4 Kasım 2012 Pazar

dünyaya çok âşık

İnsan hayata ne kadar aşık olursa olsun, ömür dakikaları sayılıdır ve dünyanın dönmesini durduramadığına göre her gün ömründen bir parça daha azalmakta
Niyazi-i Mısrînin dediği gibi
“ömür binasının her gün bir taşı daha yere düşmektedir.”
İnsan, sevdiği şeyi korumak ister, onun devamını arzu eder. Bu hayatı korumanın ve ebedî kılmanın yolu ise onu ALLAH’ın rızası dairesinde geçirmektir.
Bu yola girildiğinde de ömür yine geçer, ama bu geçiş,ömür dakikalarının tohumlar gibi toprağa ekilmesine benzetilir..

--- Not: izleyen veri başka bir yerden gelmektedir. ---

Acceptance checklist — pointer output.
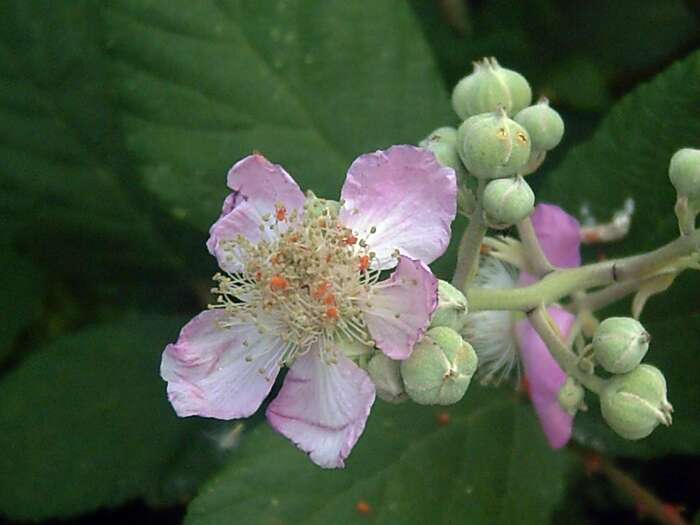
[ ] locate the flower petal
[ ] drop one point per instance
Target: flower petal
(560, 238)
(258, 188)
(323, 407)
(545, 378)
(207, 371)
(407, 196)
(398, 310)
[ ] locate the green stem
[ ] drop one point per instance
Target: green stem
(567, 360)
(561, 283)
(537, 260)
(470, 244)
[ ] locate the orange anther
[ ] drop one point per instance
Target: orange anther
(364, 263)
(363, 507)
(278, 283)
(321, 290)
(332, 312)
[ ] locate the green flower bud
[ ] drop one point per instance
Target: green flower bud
(317, 207)
(507, 201)
(488, 87)
(440, 368)
(443, 144)
(386, 376)
(620, 344)
(452, 308)
(571, 396)
(684, 172)
(492, 145)
(543, 124)
(633, 404)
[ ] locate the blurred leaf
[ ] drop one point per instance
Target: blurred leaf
(628, 157)
(86, 424)
(66, 190)
(409, 469)
(309, 84)
(22, 290)
(674, 350)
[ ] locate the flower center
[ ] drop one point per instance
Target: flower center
(304, 284)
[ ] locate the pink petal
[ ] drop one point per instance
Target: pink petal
(258, 188)
(407, 196)
(323, 407)
(207, 371)
(546, 378)
(399, 309)
(560, 237)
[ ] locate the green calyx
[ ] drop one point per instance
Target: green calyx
(443, 144)
(507, 201)
(492, 146)
(634, 404)
(440, 368)
(544, 125)
(571, 396)
(684, 172)
(452, 308)
(620, 344)
(489, 87)
(386, 375)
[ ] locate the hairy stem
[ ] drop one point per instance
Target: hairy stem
(562, 282)
(537, 260)
(470, 245)
(563, 355)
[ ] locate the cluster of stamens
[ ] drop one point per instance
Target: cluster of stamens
(305, 283)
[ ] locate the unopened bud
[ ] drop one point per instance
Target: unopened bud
(386, 376)
(633, 404)
(620, 344)
(440, 368)
(316, 207)
(488, 87)
(571, 396)
(684, 172)
(508, 201)
(492, 145)
(451, 310)
(543, 124)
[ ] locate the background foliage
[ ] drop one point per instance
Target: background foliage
(119, 121)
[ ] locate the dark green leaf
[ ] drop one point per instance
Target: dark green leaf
(21, 293)
(409, 469)
(309, 84)
(86, 423)
(65, 186)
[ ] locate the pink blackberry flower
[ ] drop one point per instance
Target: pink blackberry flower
(301, 288)
(560, 238)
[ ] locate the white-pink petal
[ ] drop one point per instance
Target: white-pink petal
(399, 309)
(322, 407)
(407, 196)
(259, 188)
(208, 373)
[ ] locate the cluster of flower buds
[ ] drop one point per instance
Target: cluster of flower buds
(502, 139)
(633, 401)
(684, 172)
(442, 364)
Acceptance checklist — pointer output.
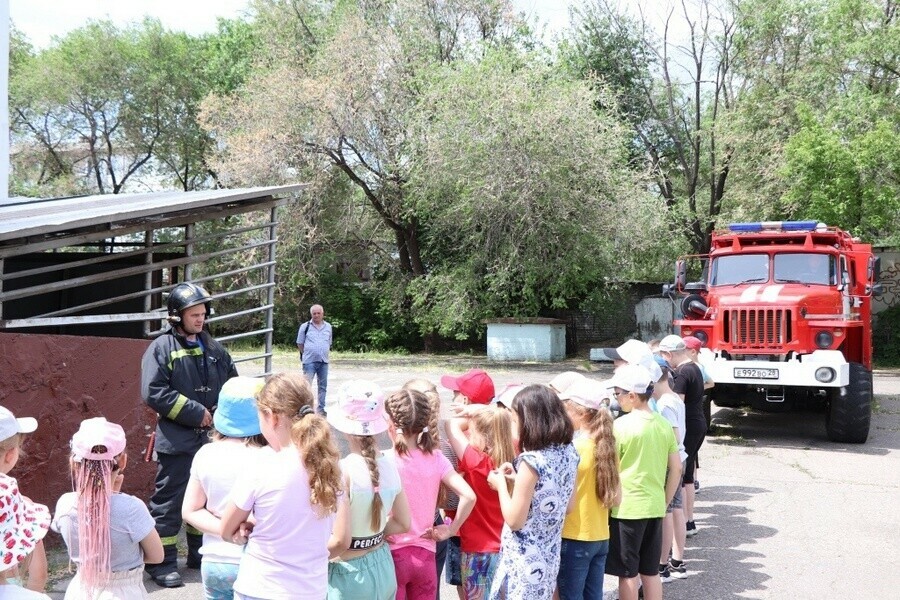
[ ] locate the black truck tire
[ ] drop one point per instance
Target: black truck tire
(850, 408)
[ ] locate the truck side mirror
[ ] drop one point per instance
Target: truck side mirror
(876, 289)
(873, 271)
(680, 274)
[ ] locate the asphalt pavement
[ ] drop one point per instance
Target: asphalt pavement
(782, 512)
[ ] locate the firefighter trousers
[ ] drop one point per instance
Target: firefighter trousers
(172, 474)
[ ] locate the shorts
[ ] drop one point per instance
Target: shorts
(367, 577)
(218, 579)
(692, 443)
(676, 500)
(634, 547)
(415, 577)
(122, 585)
(478, 569)
(454, 566)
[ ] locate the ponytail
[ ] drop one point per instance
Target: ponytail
(600, 427)
(495, 426)
(289, 394)
(412, 415)
(311, 434)
(370, 453)
(93, 484)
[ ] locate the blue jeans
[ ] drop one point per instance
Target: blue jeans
(218, 580)
(319, 370)
(582, 565)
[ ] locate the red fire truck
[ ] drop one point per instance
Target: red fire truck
(784, 311)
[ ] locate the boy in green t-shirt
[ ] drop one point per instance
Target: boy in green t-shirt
(646, 447)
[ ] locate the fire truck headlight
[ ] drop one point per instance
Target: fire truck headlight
(825, 374)
(824, 339)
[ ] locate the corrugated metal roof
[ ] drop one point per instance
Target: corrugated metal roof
(42, 217)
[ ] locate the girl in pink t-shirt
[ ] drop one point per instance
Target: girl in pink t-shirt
(423, 468)
(296, 498)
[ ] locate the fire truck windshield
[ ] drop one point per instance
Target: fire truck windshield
(739, 268)
(815, 269)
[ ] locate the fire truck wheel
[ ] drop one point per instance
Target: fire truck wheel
(850, 408)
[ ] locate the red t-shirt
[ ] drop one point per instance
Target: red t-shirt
(481, 531)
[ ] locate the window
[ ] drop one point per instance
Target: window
(807, 268)
(738, 269)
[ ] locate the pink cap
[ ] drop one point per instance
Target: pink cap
(475, 384)
(98, 432)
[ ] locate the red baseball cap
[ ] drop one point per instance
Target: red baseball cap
(474, 384)
(692, 343)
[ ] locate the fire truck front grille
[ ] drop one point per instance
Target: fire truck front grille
(764, 328)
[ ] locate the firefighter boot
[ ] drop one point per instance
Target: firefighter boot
(165, 574)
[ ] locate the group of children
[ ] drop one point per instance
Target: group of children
(525, 492)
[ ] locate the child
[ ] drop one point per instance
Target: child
(535, 509)
(216, 466)
(295, 496)
(646, 447)
(109, 535)
(447, 501)
(671, 407)
(482, 440)
(422, 471)
(12, 435)
(22, 527)
(474, 386)
(585, 534)
(378, 505)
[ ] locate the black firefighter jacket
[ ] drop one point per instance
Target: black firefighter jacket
(179, 382)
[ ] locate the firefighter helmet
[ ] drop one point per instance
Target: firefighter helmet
(184, 296)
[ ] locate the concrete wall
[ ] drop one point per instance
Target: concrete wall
(517, 342)
(61, 380)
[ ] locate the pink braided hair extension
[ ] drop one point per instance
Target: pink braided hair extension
(93, 482)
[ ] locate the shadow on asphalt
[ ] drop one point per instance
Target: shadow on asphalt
(717, 567)
(805, 429)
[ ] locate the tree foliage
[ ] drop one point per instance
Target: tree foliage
(105, 106)
(490, 184)
(676, 93)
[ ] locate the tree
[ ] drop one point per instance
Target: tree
(367, 91)
(525, 189)
(676, 97)
(105, 106)
(825, 80)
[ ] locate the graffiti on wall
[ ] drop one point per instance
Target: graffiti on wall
(890, 278)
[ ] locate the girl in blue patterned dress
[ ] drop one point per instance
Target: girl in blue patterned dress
(534, 511)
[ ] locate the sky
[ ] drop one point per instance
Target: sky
(40, 20)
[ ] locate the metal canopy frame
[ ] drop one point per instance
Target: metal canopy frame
(237, 254)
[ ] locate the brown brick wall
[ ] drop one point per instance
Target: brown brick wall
(61, 380)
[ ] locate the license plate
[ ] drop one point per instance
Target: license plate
(741, 373)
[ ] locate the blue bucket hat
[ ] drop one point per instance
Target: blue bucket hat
(236, 414)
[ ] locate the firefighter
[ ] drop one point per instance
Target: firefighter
(181, 374)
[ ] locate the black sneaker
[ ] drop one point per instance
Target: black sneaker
(690, 529)
(169, 580)
(664, 575)
(677, 569)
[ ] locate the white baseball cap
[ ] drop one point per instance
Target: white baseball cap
(672, 343)
(10, 425)
(631, 378)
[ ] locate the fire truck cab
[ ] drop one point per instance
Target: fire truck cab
(784, 311)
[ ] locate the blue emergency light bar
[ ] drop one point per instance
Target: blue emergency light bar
(773, 226)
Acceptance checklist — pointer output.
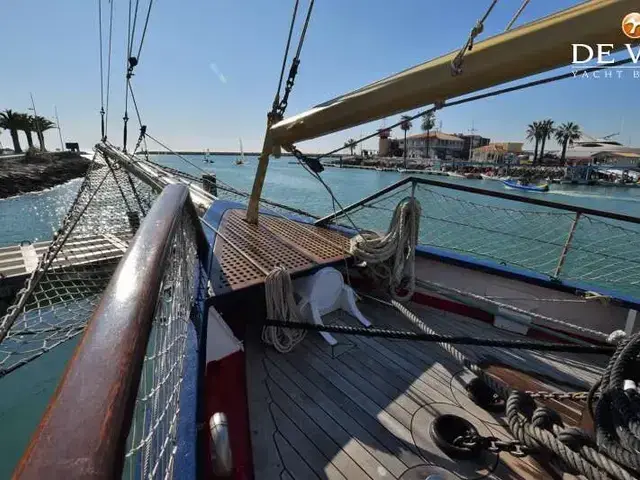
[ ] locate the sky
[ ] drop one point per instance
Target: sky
(208, 69)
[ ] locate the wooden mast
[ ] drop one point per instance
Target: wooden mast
(530, 49)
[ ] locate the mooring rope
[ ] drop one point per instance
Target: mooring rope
(281, 305)
(392, 256)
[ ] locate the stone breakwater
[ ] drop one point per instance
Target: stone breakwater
(32, 173)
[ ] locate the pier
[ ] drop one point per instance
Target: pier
(17, 262)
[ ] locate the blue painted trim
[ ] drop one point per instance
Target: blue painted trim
(524, 275)
(191, 395)
(187, 433)
(467, 261)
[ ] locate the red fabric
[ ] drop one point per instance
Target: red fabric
(226, 391)
(478, 314)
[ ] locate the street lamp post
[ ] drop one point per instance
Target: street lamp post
(59, 129)
(35, 116)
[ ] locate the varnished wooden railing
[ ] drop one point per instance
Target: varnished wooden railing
(84, 430)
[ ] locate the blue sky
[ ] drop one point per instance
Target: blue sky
(208, 69)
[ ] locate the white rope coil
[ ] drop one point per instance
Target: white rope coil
(392, 256)
(281, 305)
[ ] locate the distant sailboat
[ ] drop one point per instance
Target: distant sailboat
(240, 159)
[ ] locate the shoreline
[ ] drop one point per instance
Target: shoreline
(39, 172)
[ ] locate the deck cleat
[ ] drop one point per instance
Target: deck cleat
(455, 436)
(443, 432)
(428, 472)
(484, 396)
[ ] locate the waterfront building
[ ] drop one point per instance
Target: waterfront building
(471, 142)
(441, 145)
(498, 153)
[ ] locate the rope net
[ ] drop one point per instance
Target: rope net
(61, 293)
(600, 252)
(152, 444)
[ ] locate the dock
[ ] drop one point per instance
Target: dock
(17, 262)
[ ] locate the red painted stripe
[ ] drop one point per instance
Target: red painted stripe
(479, 314)
(226, 391)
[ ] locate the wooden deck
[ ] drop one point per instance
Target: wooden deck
(246, 253)
(362, 409)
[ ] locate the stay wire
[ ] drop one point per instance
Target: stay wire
(286, 52)
(135, 104)
(144, 30)
(443, 105)
(304, 29)
(132, 32)
(517, 15)
(101, 68)
(106, 120)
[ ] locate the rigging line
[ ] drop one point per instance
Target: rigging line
(304, 29)
(456, 64)
(176, 153)
(133, 28)
(293, 70)
(106, 120)
(144, 30)
(310, 230)
(286, 54)
(328, 189)
(129, 32)
(517, 15)
(101, 69)
(493, 93)
(135, 104)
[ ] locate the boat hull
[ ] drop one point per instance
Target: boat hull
(526, 188)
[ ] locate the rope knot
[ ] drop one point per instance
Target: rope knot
(545, 418)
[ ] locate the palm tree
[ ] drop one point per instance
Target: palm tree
(547, 131)
(11, 121)
(566, 134)
(428, 122)
(405, 126)
(351, 145)
(533, 133)
(43, 124)
(27, 126)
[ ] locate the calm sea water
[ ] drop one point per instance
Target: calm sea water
(35, 216)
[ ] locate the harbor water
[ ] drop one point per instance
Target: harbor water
(34, 217)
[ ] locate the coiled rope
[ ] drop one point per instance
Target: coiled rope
(392, 257)
(617, 413)
(281, 305)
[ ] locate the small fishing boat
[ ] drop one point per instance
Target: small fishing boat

“O vakit, ömür dakikaları, âdetâ tohumlar, çekirdekler hükmünde, zâhiren fenâ bulur, çürür. Fakat, âlem-i bekâda saadet çiçekleri açarlar ve sünbüllenirler. Ve âlem-i berzahta ziyâdar, mûnis birer manzara olurlar.” Sözler, Altıncı Söz

İnsan bu dünya imtihanının bir gereği olarak kendi ömrünü dilediği gibi geçirebilmekte, ömür dakikalarını istediği toprağa ekebilmektedir. Sadece kendi menfaatini düşünen ve bu dünyaya kendini besleyip büyütmek, dünya zevklerinden faydalanmak için geldiğini sanan kimseler, ömürlerini “menfaat ve sefahat toprağında” ekmiş olurlar. Bunlar yıldız böceği gibi,
kendi ziyalarıyla, yani kendi iradeleri, bilgileri, imkânlarıyla sadece kendi yollarını görür, başkalarına bir fayda sağlamazlar. Böylece gecenin karanlığında kalmaya mahkûm olmuş olurlar.

Bu kâinatı ALLAH’ın mucize eserlerinin sergilendiği bir fuar gibi temaşa eden ve başkalarına da faydalı olan kimseler ise bal arısına benzetilmiş oluyor.

Öte yandan, hadsiz emeller ve elemlerle dolu bu dünya hayatını sadece kendi nefsine, ilmine ve gücüne güvenerek geçirmeye çalışan kimseler de yıldız böceği gibi yarını göremedikleri gibi, kabir ötesini, mahşeri ve ahireti de göremezler.
Halbuki herkes bu yolun yolcusudur.

Gecenin zulmetinde kalmak, sevk edildikleri menziller hakkında hiçbir bilgileri olmayışı manasınadır. İmanlı bir kimse ise kendisini ALLAH’ın kulu, her türlü gücünün ve imkânının da yine ALLAH’ın ihsanı olduğunu bilmekle birlikte, kabir hayatından cennete kadar uzanan ebed yolculuğunun bütün safhaları hakkında bilgi sahibidir. Bu hal ise gündüzün güneşine kavuşup çevresinde olanları görmeye ve bilmeye benzetilmiştir.

Mümin olan insan, “fâni vücudunu, o vücudu … veren HALIKın yolunda fedâ” eder. Aslında burada feda edilen, nefsin arzularıdır. Dünya hayatı, her halde, geçecektir. İnsan kendi varlığını, yani hem göz kulak gibi duygularını, hem de akıl, kalp gibi latifelerini nefsinin arzuları yönünde değil de, toprağını bulmuş çekirdekler misâli, RABBinin razı olduğu sahalarda geçirirse, onları hak yolda feda etmiş olur. Bu feda edişin meyvesi ise “hadsiz bir nur-u vücud “ bulmaktır.
Yani, kendini ALLAH’ın kulu, etrafındaki bütün eşyayı da O’nun eserleri ve isimlerinin tecellileri olarak gören kimse, bu varlık âlemindeki her şeye bir bakıma sahip olur.
Bunların hepsi RABBimin eserleri, O’nun ihsanları, O’nun sanatları diyerek tümüne sahip çıkar.

Böylece bu dünyada “hadsiz bir nur-u vücud” bulduğu gibi, ebedîyet âleminde de çok daha ileri derecesiyle bu vücut nurlarına sahip olacaktır.